Almost half of the total $19bn of Chinese outbound loans committed to infrastructure projects in sub-Saharan Africa since 2014 were made in 2017, with Kenya and Nigeria benefiting the most, according to Kieran Whyte, head of energy, mining & infrastructure at Baker McKenzie. This is based on fully financed projects and excludes recent government funding commitments.

What it means

Non-tariff barriers remain a critical challenge for greater inter-Brics trade

Though the US recently reinvigorated its Power Africa programme, Africa and the Middle East have been turning to China. European development finance institutions focus on lending for renewable-energy projects in Africa where coal remains the dominant energy source. Grid capacity doesn’t necessarily exist and two-thirds of the continent lives without ready access to power.

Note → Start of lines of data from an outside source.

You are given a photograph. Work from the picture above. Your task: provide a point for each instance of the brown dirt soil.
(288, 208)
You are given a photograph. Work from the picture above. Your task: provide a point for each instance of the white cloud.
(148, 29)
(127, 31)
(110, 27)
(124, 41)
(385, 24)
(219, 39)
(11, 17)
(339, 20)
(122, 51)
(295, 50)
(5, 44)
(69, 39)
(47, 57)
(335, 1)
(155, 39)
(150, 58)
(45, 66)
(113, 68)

China’s dominance of the bloc seems largely to advance its own causes. Its Belt & Road Initiative has progressed from 31 deals in 2012 to 105 in 2017. The initiative is China’s development strategy tying a 21st century maritime silk road and a Silk Road economic belt, though at the summit President Xi Jinping urged Africa and the world to also take ownership of the strategy. Energy as a catalyst for growth of other sectors provides a platform for long-term economic development, while infrastructure is also an area of competence for many Chinese construction firms, Whyte said.

To strengthen Brics, the bloc will have to improve trade between its members first. Tutwa and Trade Advisory research indicates that nontariff barriers remain a critical challenge for greater inter-Brics trade.

The researchers suggest among other things the creation of intra-Brics value chains that build on existing trade with China and encourage linkages between other Brics countries, facilitate potential linkages between investment by Brics members and those made by the development bank to increase intra-group trade.